Yoon Seah apareció junto a Seong Jihan.
—¿Q-qué es esto…? ¡Hace un momento estaba sosteniendo a Hyunwoo…! ¡Todos desaparecieron!
Yoon Seah comenzó a hablar atropelladamente, confundida por el repentino cambio del mundo.
Excepto ella, todo lo que existía dentro de aquel mundo de los Nueve Palacios y Ocho Trigramas había desaparecido dentro del Infinito.
Y entonces…
[Ella.]
La voz de Dongbang Sak resonó desde el vacío.
[Debes cortarla.]
—¿Qué…?
Seong Jihan frunció el ceño al escuchar que debía cortar a Yoon Seah.
[Aunque no sea ahora, eventualmente tendrás que hacerlo.]

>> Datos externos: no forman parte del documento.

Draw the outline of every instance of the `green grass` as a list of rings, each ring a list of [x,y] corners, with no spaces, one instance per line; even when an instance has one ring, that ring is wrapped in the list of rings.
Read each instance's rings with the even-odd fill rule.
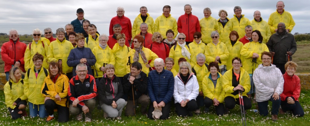
[[[241,113],[239,106],[236,105],[235,108],[231,110],[230,113],[222,116],[218,116],[214,112],[214,108],[210,109],[210,112],[205,113],[203,112],[199,115],[194,114],[193,117],[178,117],[175,112],[172,111],[169,119],[166,120],[150,119],[145,115],[138,114],[135,116],[126,117],[124,115],[121,116],[121,120],[119,121],[112,119],[105,119],[103,117],[102,110],[95,109],[92,114],[93,120],[90,123],[86,123],[76,121],[74,117],[71,117],[70,120],[65,123],[59,123],[56,119],[49,122],[46,122],[45,119],[38,117],[31,118],[29,116],[23,117],[16,120],[13,120],[11,118],[5,104],[5,99],[3,91],[0,90],[0,125],[108,125],[108,126],[176,126],[176,125],[230,125],[240,126],[242,125],[241,122]],[[247,111],[246,115],[246,123],[248,125],[255,126],[304,126],[308,125],[310,123],[309,110],[310,109],[310,92],[302,91],[299,98],[300,104],[305,111],[304,116],[302,117],[294,116],[291,112],[288,112],[285,115],[279,114],[279,120],[277,122],[273,122],[270,115],[266,117],[261,116],[258,113],[255,113]],[[269,105],[269,111],[271,109],[271,102]],[[251,109],[255,109],[255,105]],[[27,108],[28,109],[28,108]],[[139,109],[138,109],[139,110]],[[172,108],[171,110],[174,110]],[[139,111],[137,111],[137,112]],[[27,112],[29,113],[29,111]],[[55,114],[56,118],[57,118]]]

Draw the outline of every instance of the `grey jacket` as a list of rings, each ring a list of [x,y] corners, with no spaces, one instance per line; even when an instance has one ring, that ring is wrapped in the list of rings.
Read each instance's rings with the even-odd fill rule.
[[[254,71],[253,81],[256,102],[269,100],[275,92],[280,95],[283,91],[284,80],[282,73],[274,65],[264,67],[262,64],[259,64]]]

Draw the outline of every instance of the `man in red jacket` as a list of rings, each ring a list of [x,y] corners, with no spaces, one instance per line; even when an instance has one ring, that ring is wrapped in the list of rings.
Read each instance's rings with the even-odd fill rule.
[[[1,56],[2,60],[4,62],[4,72],[7,76],[7,80],[9,78],[10,69],[15,66],[19,67],[24,72],[25,72],[24,65],[24,56],[27,47],[26,44],[19,41],[18,32],[16,30],[12,29],[9,33],[10,41],[4,43],[1,48]],[[24,78],[24,76],[22,77]]]
[[[200,32],[200,24],[197,16],[192,14],[192,6],[186,4],[184,6],[185,14],[182,15],[178,20],[178,31],[183,33],[186,36],[186,45],[193,41],[194,33]]]
[[[114,33],[113,31],[113,26],[114,25],[119,24],[122,28],[121,33],[125,34],[125,36],[128,38],[128,42],[130,42],[131,40],[131,22],[130,19],[125,17],[124,15],[125,11],[124,7],[119,7],[117,8],[116,11],[117,15],[112,18],[110,23],[110,28],[109,28],[109,35],[113,35]],[[111,49],[112,48],[111,48]]]

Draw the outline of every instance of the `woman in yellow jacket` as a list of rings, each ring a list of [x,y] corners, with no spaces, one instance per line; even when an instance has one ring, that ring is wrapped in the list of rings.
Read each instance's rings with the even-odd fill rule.
[[[56,30],[56,40],[50,44],[49,50],[47,53],[48,62],[58,61],[62,68],[64,74],[69,79],[72,78],[72,67],[69,67],[67,64],[68,57],[73,46],[71,42],[66,40],[64,38],[64,29],[60,28]]]
[[[38,115],[43,118],[47,115],[44,106],[44,98],[41,94],[44,79],[48,74],[47,70],[42,67],[43,59],[43,56],[38,53],[34,55],[32,59],[34,66],[27,71],[24,79],[24,93],[28,98],[30,116],[33,118]]]
[[[233,67],[225,73],[222,80],[223,90],[225,92],[224,101],[226,109],[232,109],[236,104],[240,105],[239,91],[242,92],[244,110],[251,108],[251,101],[246,94],[251,88],[250,77],[246,71],[241,67],[241,60],[238,57],[232,59]]]
[[[222,87],[222,75],[219,72],[219,64],[215,62],[210,63],[208,69],[210,72],[202,80],[204,103],[206,107],[205,112],[209,112],[210,106],[213,104],[216,114],[223,115],[225,111],[223,101],[225,92]]]
[[[227,50],[229,52],[228,58],[226,60],[226,68],[227,70],[230,70],[232,67],[232,60],[236,57],[240,57],[240,52],[243,46],[243,44],[238,40],[239,35],[236,31],[232,31],[229,33],[230,41],[226,43],[226,46]]]
[[[115,58],[112,50],[107,44],[109,40],[108,37],[104,34],[99,36],[99,45],[94,48],[92,51],[97,59],[95,65],[95,71],[94,72],[94,76],[100,81],[103,76],[105,65],[111,64],[114,66],[115,63]]]
[[[143,47],[144,41],[144,39],[141,35],[138,35],[135,37],[132,41],[135,47],[128,53],[127,59],[128,61],[128,58],[130,57],[131,63],[138,61],[141,63],[142,71],[148,76],[150,72],[149,68],[154,67],[154,60],[158,57],[149,49]],[[149,64],[148,61],[150,60],[152,61]],[[130,67],[128,65],[127,67],[127,72],[129,73],[131,71]]]
[[[229,54],[226,45],[219,40],[219,33],[213,31],[211,33],[212,41],[207,45],[205,55],[207,63],[215,62],[219,63],[219,71],[222,75],[226,72],[226,61]]]
[[[25,110],[27,97],[24,93],[21,71],[18,67],[12,67],[10,70],[10,80],[3,87],[5,104],[13,119],[27,115]]]
[[[183,33],[180,33],[178,36],[178,42],[176,45],[173,46],[169,52],[169,57],[174,60],[175,63],[178,63],[180,58],[185,58],[186,61],[191,64],[191,66],[194,66],[196,63],[196,56],[194,50],[189,46],[186,45],[185,42],[186,37]],[[173,66],[173,68],[179,72],[179,65]]]
[[[57,110],[58,121],[65,122],[69,121],[69,108],[67,97],[69,88],[69,79],[61,74],[61,67],[56,62],[50,63],[50,74],[44,79],[41,92],[45,108],[48,114],[46,121],[54,119],[54,109]]]
[[[48,43],[50,41],[46,38],[43,39],[41,37],[42,31],[38,28],[32,31],[32,35],[33,38],[32,42],[29,44],[25,51],[24,61],[25,62],[25,70],[27,71],[32,66],[33,62],[32,58],[37,52],[43,56],[43,67],[47,68],[48,67],[46,57],[47,52],[48,51],[49,46]]]
[[[126,72],[126,66],[125,64],[128,62],[126,58],[131,48],[125,45],[126,37],[124,33],[120,34],[117,36],[116,39],[117,43],[116,43],[112,50],[114,57],[115,58],[115,74],[116,76],[119,78],[121,81],[123,82],[124,76],[128,73]]]
[[[221,10],[219,12],[219,18],[217,20],[221,41],[225,43],[229,42],[229,33],[232,31],[232,23],[227,17],[228,15],[226,11]]]
[[[250,76],[251,83],[251,90],[248,93],[248,97],[250,94],[255,93],[255,87],[252,81],[253,72],[255,70],[259,64],[262,64],[262,59],[260,58],[262,53],[264,51],[269,52],[269,50],[266,44],[262,43],[263,37],[259,31],[255,30],[252,32],[252,40],[253,41],[247,43],[242,47],[240,54],[243,60],[242,67],[246,71]],[[254,100],[256,97],[254,95]]]

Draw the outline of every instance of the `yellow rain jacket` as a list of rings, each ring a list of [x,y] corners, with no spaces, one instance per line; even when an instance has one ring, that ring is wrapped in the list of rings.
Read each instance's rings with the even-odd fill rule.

La voz de Dongbang Sak continuó resonando como un eco.
[Así es como… el Infinito se completará.]
¡Flash…!
Con aquellas últimas palabras, una luz destelló.
Thud. Thud…
Seong Jihan y Yoon Seah regresaron al subsuelo del Abismo.
Y justo después…
—Ahh…
Lim Gayeong también apareció desde los Nueve Palacios y Ocho Trigramas con una expresión medio aturdida.